Cinquante ans après que Souffles se fut tourné vers l’Orient arabe, le Maroc est à nouveau à un tournant. Alors que les rêveries du printemps arabe s’estompent, c’est un moment qui rappelle la fin des années 1960, avec un autoritarisme contre-révolutionnaire, une nouvelle guerre froide qui se profile et le Maghreb qui doit à nouveau naviguer entre l’Orient et l’Occident. Une partie importante de l’intelligentsia marocaine s’éloigne aujourd’hui de l’arabisme – désespérée par des décennies de guerre, par l’effondrement du projet panarabe, et redoutant maintenant la prédation et l’« Engulfment » (engloutissement) par les monarchies du Golfe (El Guabli, 2021). Les jeunes sont à la recherche d’une alternative à travers la Méditerranée, à travers l’Atlantique et à travers le Sahara. Souffles-Monde s’efforcera de faciliter de nouveaux débats sur la langue, l’identité et la modernisation, en cultivant un dialogue civil qui attire les traditionalistes et les dissidents. Comme avec le Souffles original, il y aura une tension productive entre ls chercheurs littéraires et spécialistes des sciences sociales, entre les études culturelles et l’économie politique, entre les défenseurs de langues et d’approches spécifiques. Comme le Souffles original, nous inclurons des universitaires qui déploient différentes méthodologies, y compris l’analyse de classe marxiste, bien que Souffles-Monde n’aura pas la position marxiste-léniniste unifiée du Souffles d’après 1968.

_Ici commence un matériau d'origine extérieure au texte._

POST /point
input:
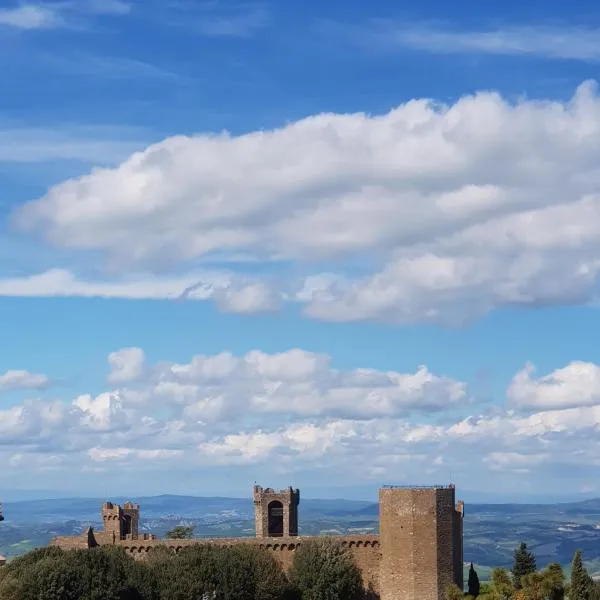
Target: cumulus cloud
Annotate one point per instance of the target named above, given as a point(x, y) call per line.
point(294, 412)
point(22, 380)
point(231, 293)
point(302, 384)
point(126, 365)
point(456, 217)
point(32, 16)
point(577, 384)
point(544, 41)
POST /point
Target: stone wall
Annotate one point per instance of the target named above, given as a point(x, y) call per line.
point(365, 550)
point(418, 552)
point(418, 547)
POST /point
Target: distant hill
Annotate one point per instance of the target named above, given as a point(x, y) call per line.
point(492, 531)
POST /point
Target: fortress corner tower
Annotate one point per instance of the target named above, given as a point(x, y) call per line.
point(276, 513)
point(421, 542)
point(121, 523)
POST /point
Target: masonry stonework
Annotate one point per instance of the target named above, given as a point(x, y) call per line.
point(417, 553)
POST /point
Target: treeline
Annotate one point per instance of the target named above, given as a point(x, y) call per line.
point(526, 582)
point(321, 569)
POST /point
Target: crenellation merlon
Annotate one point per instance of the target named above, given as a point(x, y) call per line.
point(418, 552)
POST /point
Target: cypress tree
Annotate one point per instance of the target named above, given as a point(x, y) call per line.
point(524, 564)
point(580, 580)
point(473, 584)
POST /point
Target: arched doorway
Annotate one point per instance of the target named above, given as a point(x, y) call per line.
point(275, 509)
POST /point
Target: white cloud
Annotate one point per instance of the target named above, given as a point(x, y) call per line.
point(230, 293)
point(455, 218)
point(31, 16)
point(51, 15)
point(577, 384)
point(543, 41)
point(311, 419)
point(302, 384)
point(126, 365)
point(92, 145)
point(22, 380)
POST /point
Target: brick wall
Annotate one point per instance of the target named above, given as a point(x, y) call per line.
point(417, 542)
point(365, 550)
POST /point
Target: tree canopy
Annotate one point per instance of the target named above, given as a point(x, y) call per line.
point(524, 564)
point(321, 570)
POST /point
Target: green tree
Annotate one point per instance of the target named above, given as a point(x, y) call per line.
point(323, 570)
point(534, 586)
point(581, 583)
point(180, 533)
point(524, 564)
point(473, 582)
point(503, 588)
point(554, 577)
point(453, 592)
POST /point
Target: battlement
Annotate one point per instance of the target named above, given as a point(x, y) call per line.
point(276, 513)
point(449, 486)
point(121, 522)
point(418, 552)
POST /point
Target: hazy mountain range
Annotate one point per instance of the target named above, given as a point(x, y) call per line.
point(553, 531)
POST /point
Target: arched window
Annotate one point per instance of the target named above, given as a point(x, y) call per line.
point(275, 509)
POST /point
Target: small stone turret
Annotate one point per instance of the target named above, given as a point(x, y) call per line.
point(121, 523)
point(276, 513)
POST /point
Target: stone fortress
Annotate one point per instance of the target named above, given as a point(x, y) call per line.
point(418, 552)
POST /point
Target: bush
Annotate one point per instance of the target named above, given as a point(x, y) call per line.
point(323, 570)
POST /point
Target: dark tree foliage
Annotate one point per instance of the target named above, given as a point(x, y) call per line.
point(323, 570)
point(524, 564)
point(555, 579)
point(473, 584)
point(53, 574)
point(581, 583)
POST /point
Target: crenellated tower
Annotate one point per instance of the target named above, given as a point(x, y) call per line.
point(276, 513)
point(121, 523)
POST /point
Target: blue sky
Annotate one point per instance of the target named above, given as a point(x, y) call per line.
point(333, 245)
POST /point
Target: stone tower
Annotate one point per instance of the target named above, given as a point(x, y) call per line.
point(131, 520)
point(121, 523)
point(420, 532)
point(276, 513)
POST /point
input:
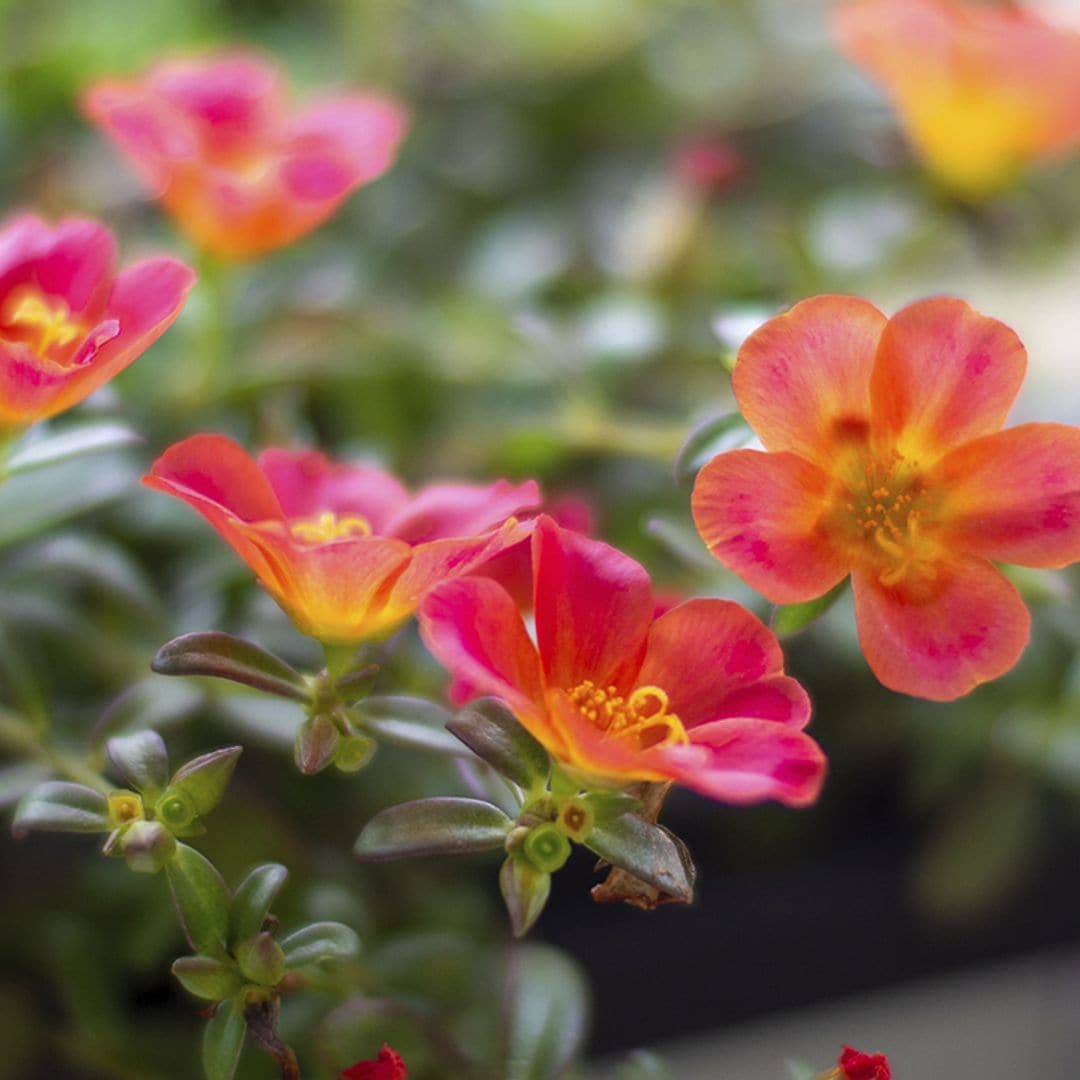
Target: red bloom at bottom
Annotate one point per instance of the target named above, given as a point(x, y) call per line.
point(854, 1065)
point(387, 1066)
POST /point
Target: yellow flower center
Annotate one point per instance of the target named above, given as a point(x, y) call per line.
point(43, 323)
point(327, 526)
point(643, 716)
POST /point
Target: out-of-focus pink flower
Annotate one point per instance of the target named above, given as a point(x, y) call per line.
point(982, 90)
point(698, 696)
point(242, 175)
point(68, 321)
point(343, 549)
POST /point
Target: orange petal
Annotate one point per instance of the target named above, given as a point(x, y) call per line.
point(944, 375)
point(802, 379)
point(940, 644)
point(1014, 497)
point(760, 515)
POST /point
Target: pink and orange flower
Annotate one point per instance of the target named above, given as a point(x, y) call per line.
point(982, 90)
point(343, 549)
point(242, 176)
point(698, 696)
point(886, 461)
point(68, 321)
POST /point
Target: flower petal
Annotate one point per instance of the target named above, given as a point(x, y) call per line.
point(970, 626)
point(747, 760)
point(802, 379)
point(714, 659)
point(945, 374)
point(760, 515)
point(1014, 497)
point(593, 608)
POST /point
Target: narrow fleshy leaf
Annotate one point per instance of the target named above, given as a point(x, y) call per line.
point(321, 941)
point(223, 656)
point(791, 618)
point(254, 896)
point(202, 900)
point(207, 977)
point(712, 436)
point(645, 850)
point(204, 779)
point(62, 807)
point(525, 891)
point(142, 758)
point(548, 1013)
point(437, 826)
point(224, 1040)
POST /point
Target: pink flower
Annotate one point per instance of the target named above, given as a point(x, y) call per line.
point(241, 175)
point(698, 696)
point(68, 321)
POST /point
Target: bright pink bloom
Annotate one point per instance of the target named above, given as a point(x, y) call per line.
point(68, 321)
point(388, 1066)
point(242, 176)
point(343, 549)
point(698, 696)
point(887, 461)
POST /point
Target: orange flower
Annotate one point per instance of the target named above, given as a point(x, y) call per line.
point(345, 550)
point(982, 90)
point(887, 462)
point(68, 321)
point(241, 175)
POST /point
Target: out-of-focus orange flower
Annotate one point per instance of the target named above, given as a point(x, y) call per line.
point(68, 321)
point(887, 461)
point(240, 174)
point(345, 550)
point(982, 90)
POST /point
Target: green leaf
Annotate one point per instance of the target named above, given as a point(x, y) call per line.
point(414, 723)
point(710, 437)
point(202, 781)
point(207, 977)
point(791, 618)
point(143, 760)
point(493, 733)
point(321, 941)
point(223, 656)
point(439, 826)
point(525, 891)
point(202, 900)
point(71, 443)
point(254, 896)
point(62, 807)
point(645, 850)
point(548, 1007)
point(224, 1040)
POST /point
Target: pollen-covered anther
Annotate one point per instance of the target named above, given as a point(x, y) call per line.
point(327, 526)
point(643, 715)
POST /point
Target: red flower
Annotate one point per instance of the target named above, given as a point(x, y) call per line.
point(241, 175)
point(68, 321)
point(981, 90)
point(887, 461)
point(854, 1065)
point(387, 1066)
point(345, 549)
point(698, 696)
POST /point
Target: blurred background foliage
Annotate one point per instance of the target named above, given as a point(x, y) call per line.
point(547, 286)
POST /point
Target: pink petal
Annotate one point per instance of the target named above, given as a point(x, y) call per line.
point(714, 659)
point(1014, 497)
point(747, 760)
point(761, 515)
point(941, 639)
point(593, 608)
point(945, 374)
point(802, 379)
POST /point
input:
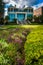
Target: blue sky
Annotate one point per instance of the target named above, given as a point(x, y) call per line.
point(21, 3)
point(40, 1)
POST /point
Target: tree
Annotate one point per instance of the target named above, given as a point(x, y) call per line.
point(41, 18)
point(6, 20)
point(15, 21)
point(1, 10)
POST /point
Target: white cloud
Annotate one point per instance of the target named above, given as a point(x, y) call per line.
point(38, 6)
point(21, 3)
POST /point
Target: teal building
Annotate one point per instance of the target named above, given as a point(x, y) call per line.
point(19, 13)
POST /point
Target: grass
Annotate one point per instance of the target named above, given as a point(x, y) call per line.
point(33, 45)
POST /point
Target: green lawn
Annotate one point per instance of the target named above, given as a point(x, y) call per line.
point(20, 41)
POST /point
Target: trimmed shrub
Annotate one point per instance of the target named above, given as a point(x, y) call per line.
point(34, 47)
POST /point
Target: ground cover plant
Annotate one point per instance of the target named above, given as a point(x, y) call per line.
point(21, 45)
point(34, 47)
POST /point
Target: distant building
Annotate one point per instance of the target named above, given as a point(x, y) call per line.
point(38, 11)
point(19, 14)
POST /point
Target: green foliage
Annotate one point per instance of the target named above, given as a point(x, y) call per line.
point(34, 47)
point(7, 53)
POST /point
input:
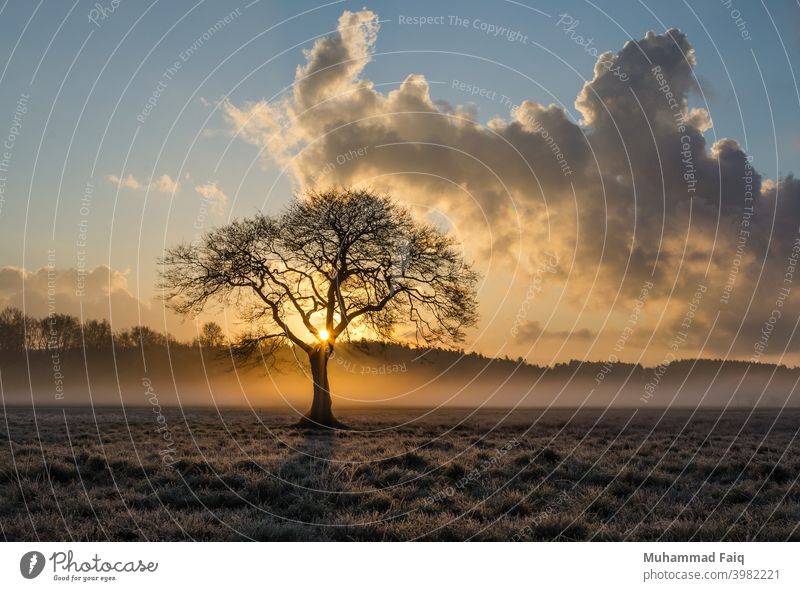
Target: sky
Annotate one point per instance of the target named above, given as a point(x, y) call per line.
point(619, 172)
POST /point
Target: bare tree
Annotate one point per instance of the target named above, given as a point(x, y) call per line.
point(332, 262)
point(211, 335)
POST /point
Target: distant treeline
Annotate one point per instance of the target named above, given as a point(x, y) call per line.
point(20, 332)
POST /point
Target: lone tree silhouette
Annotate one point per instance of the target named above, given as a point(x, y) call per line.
point(332, 261)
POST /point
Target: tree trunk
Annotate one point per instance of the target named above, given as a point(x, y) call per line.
point(320, 414)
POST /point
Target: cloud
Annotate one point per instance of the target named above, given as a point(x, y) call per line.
point(162, 184)
point(632, 193)
point(213, 197)
point(533, 330)
point(129, 182)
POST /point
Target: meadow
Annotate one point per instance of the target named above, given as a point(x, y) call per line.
point(410, 474)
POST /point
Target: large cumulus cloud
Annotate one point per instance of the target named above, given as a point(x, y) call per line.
point(632, 193)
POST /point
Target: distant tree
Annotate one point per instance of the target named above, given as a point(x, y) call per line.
point(96, 335)
point(12, 330)
point(331, 261)
point(211, 335)
point(60, 331)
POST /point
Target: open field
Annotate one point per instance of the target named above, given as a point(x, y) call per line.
point(408, 475)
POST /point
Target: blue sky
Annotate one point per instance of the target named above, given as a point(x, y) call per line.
point(88, 81)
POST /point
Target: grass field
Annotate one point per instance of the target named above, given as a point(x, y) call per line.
point(408, 475)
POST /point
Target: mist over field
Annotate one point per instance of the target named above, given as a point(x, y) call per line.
point(384, 376)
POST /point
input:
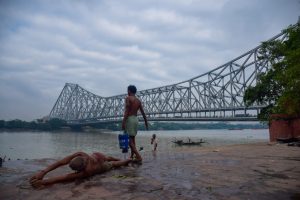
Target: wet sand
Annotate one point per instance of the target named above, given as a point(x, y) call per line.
point(248, 171)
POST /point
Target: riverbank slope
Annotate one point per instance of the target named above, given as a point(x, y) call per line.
point(248, 171)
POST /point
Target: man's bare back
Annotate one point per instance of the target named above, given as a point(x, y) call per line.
point(86, 166)
point(133, 104)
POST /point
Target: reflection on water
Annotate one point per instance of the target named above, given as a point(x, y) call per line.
point(33, 145)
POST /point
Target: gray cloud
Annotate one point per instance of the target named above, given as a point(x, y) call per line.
point(106, 45)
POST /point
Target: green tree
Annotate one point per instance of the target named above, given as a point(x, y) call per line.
point(280, 86)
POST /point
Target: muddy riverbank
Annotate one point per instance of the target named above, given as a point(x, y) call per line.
point(248, 171)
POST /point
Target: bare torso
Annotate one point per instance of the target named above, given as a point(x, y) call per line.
point(133, 104)
point(95, 163)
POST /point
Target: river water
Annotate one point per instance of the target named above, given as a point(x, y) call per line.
point(35, 145)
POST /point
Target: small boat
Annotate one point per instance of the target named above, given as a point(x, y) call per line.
point(189, 142)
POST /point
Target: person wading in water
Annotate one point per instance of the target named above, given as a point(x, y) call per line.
point(130, 120)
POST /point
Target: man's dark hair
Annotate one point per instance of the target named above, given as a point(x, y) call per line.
point(132, 89)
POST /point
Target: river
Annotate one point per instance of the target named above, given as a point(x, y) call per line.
point(36, 145)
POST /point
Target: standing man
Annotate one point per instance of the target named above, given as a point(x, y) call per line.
point(130, 120)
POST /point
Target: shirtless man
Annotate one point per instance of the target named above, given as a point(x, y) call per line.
point(130, 120)
point(83, 164)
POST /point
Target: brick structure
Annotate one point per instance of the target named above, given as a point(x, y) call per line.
point(284, 127)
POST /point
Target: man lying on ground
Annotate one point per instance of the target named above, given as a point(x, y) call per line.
point(83, 164)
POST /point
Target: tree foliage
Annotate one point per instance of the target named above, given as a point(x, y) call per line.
point(280, 86)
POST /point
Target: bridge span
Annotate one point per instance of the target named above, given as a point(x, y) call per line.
point(213, 96)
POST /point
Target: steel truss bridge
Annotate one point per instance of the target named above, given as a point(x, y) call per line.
point(214, 96)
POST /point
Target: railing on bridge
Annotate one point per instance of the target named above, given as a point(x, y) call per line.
point(214, 96)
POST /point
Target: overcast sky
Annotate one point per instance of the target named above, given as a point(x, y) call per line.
point(106, 45)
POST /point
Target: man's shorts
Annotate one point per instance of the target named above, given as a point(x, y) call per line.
point(106, 166)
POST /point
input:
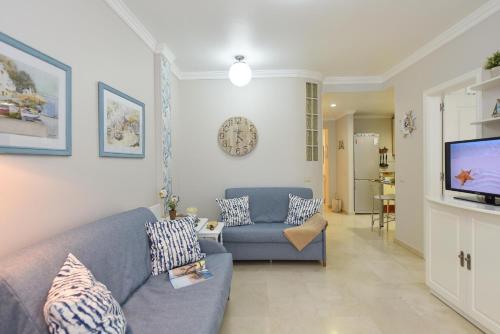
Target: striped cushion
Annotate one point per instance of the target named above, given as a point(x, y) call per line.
point(235, 211)
point(301, 209)
point(173, 244)
point(77, 303)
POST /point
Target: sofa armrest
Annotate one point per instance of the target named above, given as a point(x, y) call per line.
point(211, 247)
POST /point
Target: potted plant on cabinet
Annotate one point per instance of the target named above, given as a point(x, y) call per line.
point(493, 64)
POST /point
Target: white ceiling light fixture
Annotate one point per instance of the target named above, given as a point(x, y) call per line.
point(240, 73)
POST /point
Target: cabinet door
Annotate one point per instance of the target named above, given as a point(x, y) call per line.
point(485, 287)
point(443, 269)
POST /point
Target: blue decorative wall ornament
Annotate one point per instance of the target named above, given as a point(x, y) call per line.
point(166, 133)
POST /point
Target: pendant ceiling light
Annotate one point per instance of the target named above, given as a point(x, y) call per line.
point(240, 73)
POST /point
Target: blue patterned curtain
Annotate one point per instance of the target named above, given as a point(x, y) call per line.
point(166, 136)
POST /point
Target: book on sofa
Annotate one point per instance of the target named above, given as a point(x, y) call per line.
point(189, 274)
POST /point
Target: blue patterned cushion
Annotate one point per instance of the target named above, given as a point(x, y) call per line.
point(301, 209)
point(173, 244)
point(77, 303)
point(235, 211)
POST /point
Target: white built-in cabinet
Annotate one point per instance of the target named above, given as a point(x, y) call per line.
point(462, 239)
point(463, 259)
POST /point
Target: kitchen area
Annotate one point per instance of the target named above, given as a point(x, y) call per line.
point(361, 155)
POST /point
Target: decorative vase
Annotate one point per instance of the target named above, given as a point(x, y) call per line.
point(495, 72)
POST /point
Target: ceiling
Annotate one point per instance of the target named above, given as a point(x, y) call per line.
point(379, 103)
point(334, 37)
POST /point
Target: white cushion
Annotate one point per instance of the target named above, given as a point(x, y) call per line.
point(301, 209)
point(235, 211)
point(77, 303)
point(173, 243)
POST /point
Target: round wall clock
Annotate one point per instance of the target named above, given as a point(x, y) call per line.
point(237, 136)
point(408, 124)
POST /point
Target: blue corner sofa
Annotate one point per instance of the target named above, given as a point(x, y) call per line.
point(116, 250)
point(264, 240)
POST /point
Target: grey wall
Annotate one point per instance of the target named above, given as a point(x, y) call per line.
point(40, 195)
point(465, 53)
point(344, 184)
point(203, 170)
point(332, 154)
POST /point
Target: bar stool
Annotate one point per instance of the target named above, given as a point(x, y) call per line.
point(384, 216)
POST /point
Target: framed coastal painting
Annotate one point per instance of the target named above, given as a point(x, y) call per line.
point(121, 124)
point(35, 101)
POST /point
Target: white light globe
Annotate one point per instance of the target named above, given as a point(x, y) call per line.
point(240, 74)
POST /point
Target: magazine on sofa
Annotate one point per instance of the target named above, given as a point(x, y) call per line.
point(189, 274)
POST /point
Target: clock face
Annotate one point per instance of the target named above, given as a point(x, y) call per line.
point(237, 136)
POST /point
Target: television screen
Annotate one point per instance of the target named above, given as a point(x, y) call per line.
point(473, 166)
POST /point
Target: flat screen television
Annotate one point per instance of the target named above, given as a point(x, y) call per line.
point(473, 166)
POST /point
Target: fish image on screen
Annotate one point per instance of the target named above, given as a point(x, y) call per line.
point(475, 166)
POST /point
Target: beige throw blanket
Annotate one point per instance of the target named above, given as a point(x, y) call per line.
point(301, 236)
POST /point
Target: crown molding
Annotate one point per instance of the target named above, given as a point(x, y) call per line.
point(374, 116)
point(122, 10)
point(353, 80)
point(257, 74)
point(468, 22)
point(477, 16)
point(342, 114)
point(163, 49)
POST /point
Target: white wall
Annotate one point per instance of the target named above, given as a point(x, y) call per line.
point(203, 170)
point(382, 126)
point(465, 53)
point(40, 195)
point(344, 131)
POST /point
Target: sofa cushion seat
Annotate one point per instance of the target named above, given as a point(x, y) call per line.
point(156, 307)
point(259, 233)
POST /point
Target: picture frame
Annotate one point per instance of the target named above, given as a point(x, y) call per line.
point(121, 124)
point(35, 101)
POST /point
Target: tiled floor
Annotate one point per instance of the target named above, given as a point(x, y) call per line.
point(370, 286)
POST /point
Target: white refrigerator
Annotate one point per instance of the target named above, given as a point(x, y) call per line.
point(366, 169)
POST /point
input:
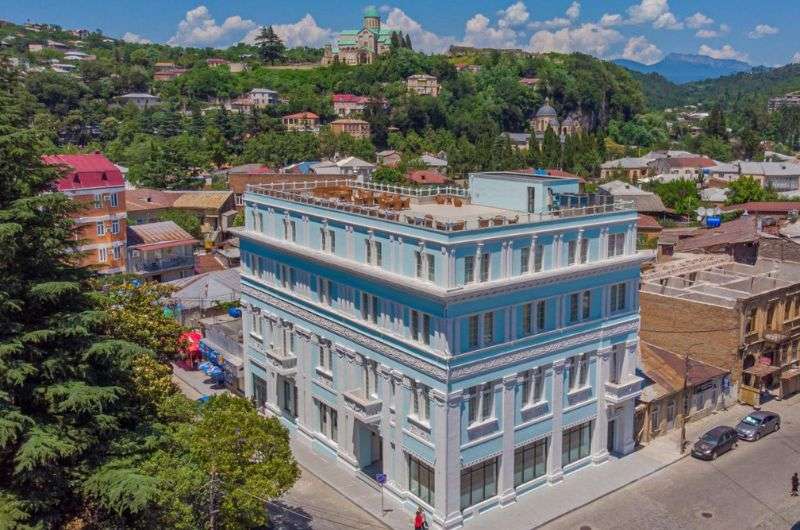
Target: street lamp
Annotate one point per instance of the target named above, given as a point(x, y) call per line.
point(682, 447)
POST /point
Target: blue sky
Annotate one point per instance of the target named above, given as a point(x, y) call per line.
point(760, 32)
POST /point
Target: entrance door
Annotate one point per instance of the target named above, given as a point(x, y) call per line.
point(612, 427)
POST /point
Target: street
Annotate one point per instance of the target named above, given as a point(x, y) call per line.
point(746, 488)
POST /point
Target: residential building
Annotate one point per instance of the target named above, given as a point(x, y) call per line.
point(423, 84)
point(665, 403)
point(301, 122)
point(98, 186)
point(346, 105)
point(388, 157)
point(354, 127)
point(470, 349)
point(631, 168)
point(737, 317)
point(644, 201)
point(360, 46)
point(689, 168)
point(791, 99)
point(160, 251)
point(141, 100)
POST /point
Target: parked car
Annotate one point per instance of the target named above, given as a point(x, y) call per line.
point(715, 442)
point(757, 424)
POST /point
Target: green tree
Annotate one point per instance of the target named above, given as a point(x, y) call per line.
point(270, 46)
point(186, 220)
point(747, 189)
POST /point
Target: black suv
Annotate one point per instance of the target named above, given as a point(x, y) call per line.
point(715, 442)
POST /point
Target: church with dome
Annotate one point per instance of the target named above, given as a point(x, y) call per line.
point(360, 46)
point(547, 116)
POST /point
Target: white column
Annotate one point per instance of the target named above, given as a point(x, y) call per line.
point(600, 433)
point(554, 471)
point(506, 485)
point(447, 437)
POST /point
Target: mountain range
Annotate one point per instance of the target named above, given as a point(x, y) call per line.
point(685, 68)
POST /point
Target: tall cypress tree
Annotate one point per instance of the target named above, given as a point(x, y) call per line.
point(61, 403)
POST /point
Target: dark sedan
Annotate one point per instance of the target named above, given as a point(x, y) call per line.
point(758, 424)
point(715, 442)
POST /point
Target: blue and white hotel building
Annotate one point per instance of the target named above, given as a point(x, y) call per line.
point(470, 344)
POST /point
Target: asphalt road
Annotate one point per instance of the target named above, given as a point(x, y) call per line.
point(747, 487)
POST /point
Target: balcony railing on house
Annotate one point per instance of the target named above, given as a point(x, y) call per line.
point(436, 208)
point(163, 264)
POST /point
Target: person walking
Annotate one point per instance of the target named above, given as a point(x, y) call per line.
point(419, 519)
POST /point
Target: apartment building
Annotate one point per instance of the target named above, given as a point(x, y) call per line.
point(100, 225)
point(470, 345)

Notre espoir est de créer une plate-forme décoloniale à partir de laquelle les contributeurs du Maghreb puissent s’engager avec le reste de l’Afrique et du Sud du monde – et vice versa. Comme l’écrivait Laâbi dans le premier numéro de 1966 : « Souffles ne se réclame d'aucune niche ni d'aucun minaret et ne reconnaît aucune frontière. Nos amis écrivains maghrébins, africains, européens ou autres sont invités fraternellement à participer à notre modeste entreprise. Leurs textes seront les bienvenus. ». Nous faisons notre cette invitation.